Squadra: sostantivo femminile… plurale

Squadra
Oltre gli stereotipi: la forza della collaborazione e della comunità, per riscrivere le regole del gioco consuccessi storici.

Dall’ottavo numero de L’Altro Femminile, donne oltre il consueto, scarica il PDF della rivista o sfogliala online.

Il cammino delle donne nello sport ha raggiunto risultati importanti. Negli ultimi anni si è assistito a un’accelerazione grazie all’adozione, da parte di molte federazioni, di codici etici che favoriscono l’inclusione femminile e promuovono l’attività fisica di bambine e ragazze con strumenti concreti.

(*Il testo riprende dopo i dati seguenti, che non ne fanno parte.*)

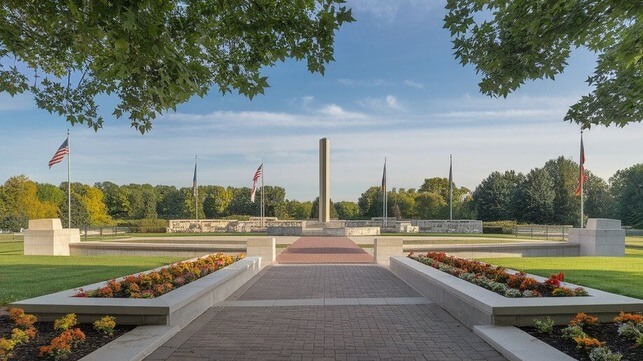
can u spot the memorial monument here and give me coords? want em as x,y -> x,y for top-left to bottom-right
319,137 -> 330,223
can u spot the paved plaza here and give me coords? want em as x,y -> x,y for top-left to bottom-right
145,238 -> 506,361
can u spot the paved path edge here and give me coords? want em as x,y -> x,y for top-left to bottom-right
79,325 -> 180,361
473,325 -> 577,361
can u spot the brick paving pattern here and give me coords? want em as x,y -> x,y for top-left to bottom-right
233,265 -> 420,300
146,265 -> 507,361
276,237 -> 374,264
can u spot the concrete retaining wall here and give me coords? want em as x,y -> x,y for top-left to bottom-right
390,256 -> 643,327
11,257 -> 261,327
404,242 -> 580,258
70,242 -> 244,257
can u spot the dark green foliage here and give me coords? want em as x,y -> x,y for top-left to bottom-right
474,171 -> 524,221
513,168 -> 556,224
610,164 -> 643,228
443,0 -> 642,128
0,1 -> 354,133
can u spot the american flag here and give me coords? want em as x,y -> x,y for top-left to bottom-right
48,138 -> 69,168
193,162 -> 198,196
250,163 -> 263,202
575,134 -> 587,196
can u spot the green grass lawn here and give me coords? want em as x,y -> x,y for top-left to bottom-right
0,241 -> 185,305
479,237 -> 643,300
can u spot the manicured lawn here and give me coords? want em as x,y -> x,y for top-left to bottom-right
479,238 -> 643,300
0,241 -> 185,305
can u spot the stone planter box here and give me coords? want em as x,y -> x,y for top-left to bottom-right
390,256 -> 643,327
11,257 -> 261,328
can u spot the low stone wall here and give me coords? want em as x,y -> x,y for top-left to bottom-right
322,227 -> 380,237
167,219 -> 234,233
404,242 -> 580,258
70,242 -> 245,257
412,220 -> 482,233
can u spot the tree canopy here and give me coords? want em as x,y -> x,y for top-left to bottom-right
443,0 -> 642,128
0,1 -> 354,133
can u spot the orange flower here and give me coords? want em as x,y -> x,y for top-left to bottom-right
569,312 -> 599,327
613,311 -> 643,324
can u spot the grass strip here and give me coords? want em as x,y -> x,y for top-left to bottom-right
0,242 -> 184,305
479,247 -> 643,300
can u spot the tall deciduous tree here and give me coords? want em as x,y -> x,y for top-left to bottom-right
513,168 -> 556,224
543,157 -> 579,225
0,1 -> 354,133
610,163 -> 643,228
473,171 -> 524,221
443,0 -> 642,128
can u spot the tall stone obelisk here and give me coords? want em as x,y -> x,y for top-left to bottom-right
319,138 -> 330,222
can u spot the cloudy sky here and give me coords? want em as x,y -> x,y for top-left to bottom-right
1,0 -> 641,201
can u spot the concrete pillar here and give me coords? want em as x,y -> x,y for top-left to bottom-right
374,238 -> 403,266
568,218 -> 625,256
23,218 -> 80,256
246,238 -> 276,266
319,138 -> 330,222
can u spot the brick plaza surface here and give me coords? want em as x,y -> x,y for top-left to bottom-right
146,265 -> 507,361
233,265 -> 420,300
275,237 -> 374,264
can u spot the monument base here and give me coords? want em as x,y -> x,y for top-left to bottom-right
569,218 -> 625,256
24,219 -> 80,256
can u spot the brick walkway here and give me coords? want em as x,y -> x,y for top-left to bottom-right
146,265 -> 506,361
276,237 -> 374,264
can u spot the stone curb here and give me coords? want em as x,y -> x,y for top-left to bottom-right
79,325 -> 179,361
473,325 -> 576,361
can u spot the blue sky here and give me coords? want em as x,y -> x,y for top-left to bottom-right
1,0 -> 642,202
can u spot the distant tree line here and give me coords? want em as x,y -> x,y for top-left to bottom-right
1,158 -> 642,231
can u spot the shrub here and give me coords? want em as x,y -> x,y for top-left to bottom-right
93,316 -> 116,336
562,325 -> 587,340
617,323 -> 642,340
589,347 -> 623,361
570,313 -> 600,328
533,317 -> 555,334
39,328 -> 86,360
613,311 -> 643,324
573,336 -> 604,351
54,314 -> 77,332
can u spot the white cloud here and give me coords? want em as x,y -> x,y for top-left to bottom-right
357,95 -> 403,111
348,0 -> 440,22
336,78 -> 391,87
403,79 -> 425,89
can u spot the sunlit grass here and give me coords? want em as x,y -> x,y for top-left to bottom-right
0,241 -> 185,305
479,247 -> 643,299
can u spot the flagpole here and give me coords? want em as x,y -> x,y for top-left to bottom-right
261,158 -> 265,228
580,131 -> 584,229
383,157 -> 387,228
67,129 -> 71,229
449,154 -> 453,221
195,155 -> 198,222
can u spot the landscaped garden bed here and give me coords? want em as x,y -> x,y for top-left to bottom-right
523,312 -> 643,361
1,308 -> 133,361
75,252 -> 244,298
390,256 -> 643,327
408,252 -> 587,297
11,255 -> 260,327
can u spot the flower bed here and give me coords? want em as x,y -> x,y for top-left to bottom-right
0,309 -> 131,361
524,312 -> 643,361
408,252 -> 587,298
75,253 -> 244,299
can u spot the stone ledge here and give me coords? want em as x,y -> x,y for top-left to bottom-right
11,257 -> 261,327
390,256 -> 643,327
79,325 -> 179,361
473,325 -> 576,361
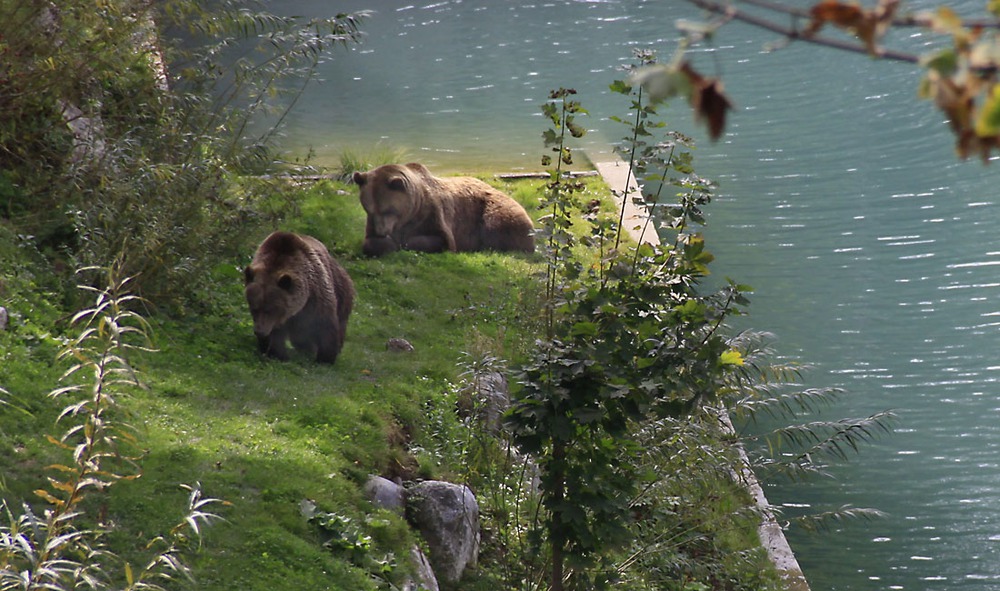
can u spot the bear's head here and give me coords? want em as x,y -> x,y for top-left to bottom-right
353,163 -> 425,238
244,256 -> 310,338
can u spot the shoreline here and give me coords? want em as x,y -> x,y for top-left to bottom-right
590,156 -> 811,591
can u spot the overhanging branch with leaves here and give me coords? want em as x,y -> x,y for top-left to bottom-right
657,0 -> 1000,161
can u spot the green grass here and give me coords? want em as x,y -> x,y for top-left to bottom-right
119,178 -> 559,589
0,175 -> 779,590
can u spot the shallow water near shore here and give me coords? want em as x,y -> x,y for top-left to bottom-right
275,1 -> 1000,589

Di questo miglioramento è conferma il grande seguito di pubblico, presente e televisivo, riservato ai recenti campionati internazionali di pallavolo e calcio. Da un lato la Volley Nations League vinta dalle giocatrici italiane e finita brevemente sulla prima pagina dei giornali- Dall’altro i quasi settecentomila spettatori di UEFA Women’s Euro 2025, gli europei di calcio femminile dove hanno trionfato le Leonesse dell’Inghilterra.

Una storia di esclusione

Per lunghi anni, le donne sono state emarginate o escluse dall’attività sportiva, vista come un pericolo per la loro fisiologia fragile e – non dimentichiamolo – votata alla maternità. Sudare, correre, fare fatica erano occupazioni da maschi, disdicevoli per chi veniva considerata una bambolina da salotto. Le donne hanno lottato per affrancarsi e va detto che di strada se n’è fatta. A inizio ‘900 fu loro permesso di partecipare alle Olimpiadi, seppur fuori gara, mentre con Parigi 2024 si è raggiunta la quasi totale parità di genere e la presenza di donne in tutte le discipline.

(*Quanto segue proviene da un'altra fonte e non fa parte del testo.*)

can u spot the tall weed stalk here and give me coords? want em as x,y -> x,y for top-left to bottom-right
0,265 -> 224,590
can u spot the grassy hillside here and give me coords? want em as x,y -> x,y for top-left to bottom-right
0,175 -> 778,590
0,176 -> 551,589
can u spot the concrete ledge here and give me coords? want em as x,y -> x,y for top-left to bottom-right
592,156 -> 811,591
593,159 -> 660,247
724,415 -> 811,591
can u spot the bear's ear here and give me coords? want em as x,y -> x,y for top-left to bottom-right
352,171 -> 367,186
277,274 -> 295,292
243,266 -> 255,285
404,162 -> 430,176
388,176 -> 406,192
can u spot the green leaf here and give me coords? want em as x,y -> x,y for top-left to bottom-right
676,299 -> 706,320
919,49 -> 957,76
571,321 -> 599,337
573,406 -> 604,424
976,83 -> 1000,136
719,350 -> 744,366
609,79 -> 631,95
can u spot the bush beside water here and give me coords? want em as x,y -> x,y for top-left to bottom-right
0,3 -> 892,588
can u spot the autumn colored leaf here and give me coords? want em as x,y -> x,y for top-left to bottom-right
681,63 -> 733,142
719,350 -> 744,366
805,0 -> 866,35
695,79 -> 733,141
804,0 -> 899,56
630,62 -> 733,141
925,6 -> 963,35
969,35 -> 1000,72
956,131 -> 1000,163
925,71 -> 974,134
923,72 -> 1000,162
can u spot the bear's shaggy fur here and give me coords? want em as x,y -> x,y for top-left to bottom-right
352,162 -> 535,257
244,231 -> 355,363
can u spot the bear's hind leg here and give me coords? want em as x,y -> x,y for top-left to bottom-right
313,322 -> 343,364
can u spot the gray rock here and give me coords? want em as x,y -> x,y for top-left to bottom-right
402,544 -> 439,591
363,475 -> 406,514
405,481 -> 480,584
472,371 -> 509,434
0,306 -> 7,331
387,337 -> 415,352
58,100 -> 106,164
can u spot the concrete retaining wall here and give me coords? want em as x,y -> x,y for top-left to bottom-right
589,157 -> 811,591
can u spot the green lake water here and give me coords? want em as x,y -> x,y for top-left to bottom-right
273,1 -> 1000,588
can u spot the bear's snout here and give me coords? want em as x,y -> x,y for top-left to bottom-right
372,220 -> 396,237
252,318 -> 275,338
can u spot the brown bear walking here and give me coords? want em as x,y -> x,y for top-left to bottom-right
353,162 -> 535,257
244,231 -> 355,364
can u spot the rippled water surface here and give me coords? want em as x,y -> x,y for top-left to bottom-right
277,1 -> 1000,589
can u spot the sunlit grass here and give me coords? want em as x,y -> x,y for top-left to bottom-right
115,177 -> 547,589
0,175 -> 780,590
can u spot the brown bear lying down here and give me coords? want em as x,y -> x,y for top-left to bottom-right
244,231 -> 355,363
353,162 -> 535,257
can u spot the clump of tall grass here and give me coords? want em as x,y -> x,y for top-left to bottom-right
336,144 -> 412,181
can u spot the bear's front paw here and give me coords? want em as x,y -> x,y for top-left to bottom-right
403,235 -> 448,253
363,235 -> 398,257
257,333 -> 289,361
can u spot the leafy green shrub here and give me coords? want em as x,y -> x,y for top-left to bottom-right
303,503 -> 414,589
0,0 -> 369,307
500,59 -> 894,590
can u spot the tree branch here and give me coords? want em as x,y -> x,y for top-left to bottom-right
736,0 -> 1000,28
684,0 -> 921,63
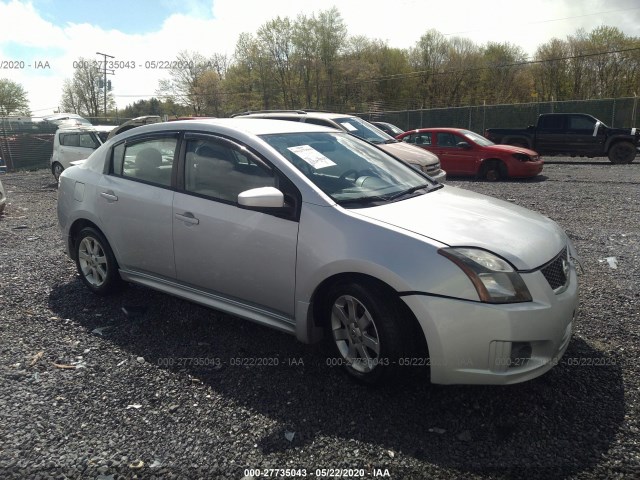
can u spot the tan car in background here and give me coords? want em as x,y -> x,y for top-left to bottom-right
232,111 -> 446,181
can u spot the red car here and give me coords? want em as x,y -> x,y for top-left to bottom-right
396,128 -> 543,180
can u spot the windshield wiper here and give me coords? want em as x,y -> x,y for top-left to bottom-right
338,195 -> 389,206
384,138 -> 398,144
386,184 -> 432,201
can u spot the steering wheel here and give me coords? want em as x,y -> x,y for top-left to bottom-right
339,169 -> 360,182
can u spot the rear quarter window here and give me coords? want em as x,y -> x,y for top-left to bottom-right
60,133 -> 79,147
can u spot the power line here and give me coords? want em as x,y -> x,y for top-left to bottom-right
442,7 -> 640,36
342,47 -> 640,85
110,45 -> 640,100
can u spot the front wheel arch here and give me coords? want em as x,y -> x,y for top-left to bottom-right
479,159 -> 507,181
312,273 -> 429,382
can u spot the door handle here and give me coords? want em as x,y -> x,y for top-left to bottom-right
174,212 -> 200,225
100,191 -> 118,202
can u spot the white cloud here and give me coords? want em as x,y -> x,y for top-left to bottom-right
1,0 -> 638,115
0,0 -> 67,47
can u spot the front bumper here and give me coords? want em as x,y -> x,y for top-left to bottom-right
429,168 -> 447,182
511,160 -> 544,178
402,266 -> 578,385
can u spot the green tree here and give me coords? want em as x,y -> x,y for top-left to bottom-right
408,29 -> 449,108
479,42 -> 530,104
156,51 -> 227,115
316,7 -> 347,108
533,38 -> 570,101
0,79 -> 30,116
60,57 -> 115,116
225,32 -> 275,112
292,13 -> 321,108
257,16 -> 297,108
121,98 -> 191,119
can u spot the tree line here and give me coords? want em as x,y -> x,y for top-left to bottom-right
54,7 -> 640,119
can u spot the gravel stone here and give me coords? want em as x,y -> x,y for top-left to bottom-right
0,162 -> 639,479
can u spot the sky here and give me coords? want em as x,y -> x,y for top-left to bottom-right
1,0 -> 639,117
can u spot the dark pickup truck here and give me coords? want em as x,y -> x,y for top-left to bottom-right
484,113 -> 639,164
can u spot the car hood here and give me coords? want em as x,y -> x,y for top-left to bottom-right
605,126 -> 639,138
484,143 -> 539,156
351,186 -> 566,270
378,142 -> 440,166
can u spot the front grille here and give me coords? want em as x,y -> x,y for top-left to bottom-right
540,248 -> 569,292
423,162 -> 441,174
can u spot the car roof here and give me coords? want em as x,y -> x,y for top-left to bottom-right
234,110 -> 355,120
109,118 -> 340,140
56,125 -> 100,132
406,127 -> 466,133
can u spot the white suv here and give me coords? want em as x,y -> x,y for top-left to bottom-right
50,126 -> 102,180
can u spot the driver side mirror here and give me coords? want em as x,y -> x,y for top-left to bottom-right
238,187 -> 284,208
456,141 -> 471,149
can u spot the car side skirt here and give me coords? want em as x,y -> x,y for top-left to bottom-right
119,268 -> 297,335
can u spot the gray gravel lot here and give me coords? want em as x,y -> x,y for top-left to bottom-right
0,159 -> 638,480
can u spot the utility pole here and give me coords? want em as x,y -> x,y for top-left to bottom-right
96,52 -> 114,117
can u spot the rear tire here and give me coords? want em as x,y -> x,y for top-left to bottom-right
52,162 -> 64,181
325,280 -> 409,384
608,142 -> 636,164
75,227 -> 122,296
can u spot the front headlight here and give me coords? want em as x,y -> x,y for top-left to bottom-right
512,153 -> 531,162
438,247 -> 532,303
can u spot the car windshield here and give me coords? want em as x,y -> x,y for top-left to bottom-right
378,123 -> 404,135
333,117 -> 394,145
462,129 -> 495,146
261,131 -> 439,207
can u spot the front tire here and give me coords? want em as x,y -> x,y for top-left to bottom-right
480,160 -> 506,181
608,141 -> 636,164
326,281 -> 407,384
75,227 -> 121,295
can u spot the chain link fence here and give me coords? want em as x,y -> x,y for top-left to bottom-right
0,116 -> 133,172
2,98 -> 638,171
358,96 -> 640,134
0,118 -> 57,172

Molto nota è la storia di Kathy Switzer, prima donna in una maratona (Boston, 1967) e la foto emblematica di un direttore di gara che cerca di spostarla dalla strada. Forse meno quella della “nostra” Trebisonda Valla, detta Ondina, la prima donna italiana a conquistare l’oro olimpico nella corsa a ostacoli (Berlino, 1936). Prima del successo aveva dovuto rinunciare ai giochi di Los Angeles, incapace di contrastare le pressioni del Vaticano, ostile allo sport femminile, e della stessa madre, che riteneva indecoroso vederla “correre svestita”.

Esempi virtuosi

In Italia sono numerosi gli esempi virtuosi di ragazze che hanno sfidato il pregiudizio. Il primato nel salto in alto di Sara Simeoni ha resistito per trentasei anni e Simeoni vinse anche l’oro olimpico (Mosca, 1980). Eppure era “sgraziata, poco femminile, con quelle gambe tanto lunghe” solo per parafrasare i titoli dell’epoca. Ai giorni nostri, Federica Pellegrini, la più giovane atleta italiana a salire su un podio olimpico (Atene, 2004) e prima medaglia d’oro italiana nel nuoto (Pechino, 2008); o Tania Cagnotto, la tuffatrice italiana più forte di sempre.

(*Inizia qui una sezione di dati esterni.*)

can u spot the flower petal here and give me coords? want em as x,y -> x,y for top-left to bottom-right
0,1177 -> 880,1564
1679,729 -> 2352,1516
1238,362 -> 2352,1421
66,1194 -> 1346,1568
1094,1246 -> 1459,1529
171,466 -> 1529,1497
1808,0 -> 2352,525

Ce ne sono tante e in tutti gli sport: Valentina Vezzali, l’atleta del fioretto che ha conquistato più medaglie d’oro in assoluto (9 medaglie olimpiche e 24 titoli ai Mondiali), Federica Brignone nello slalom gigante, Flavia Pennetta nel tennis o Carolina Kostner nel pattinaggio artistico. Solo le esigenze di redazione fermano questo elenco di donne vittoriose, a cui si affiancano altre ancora acerbe.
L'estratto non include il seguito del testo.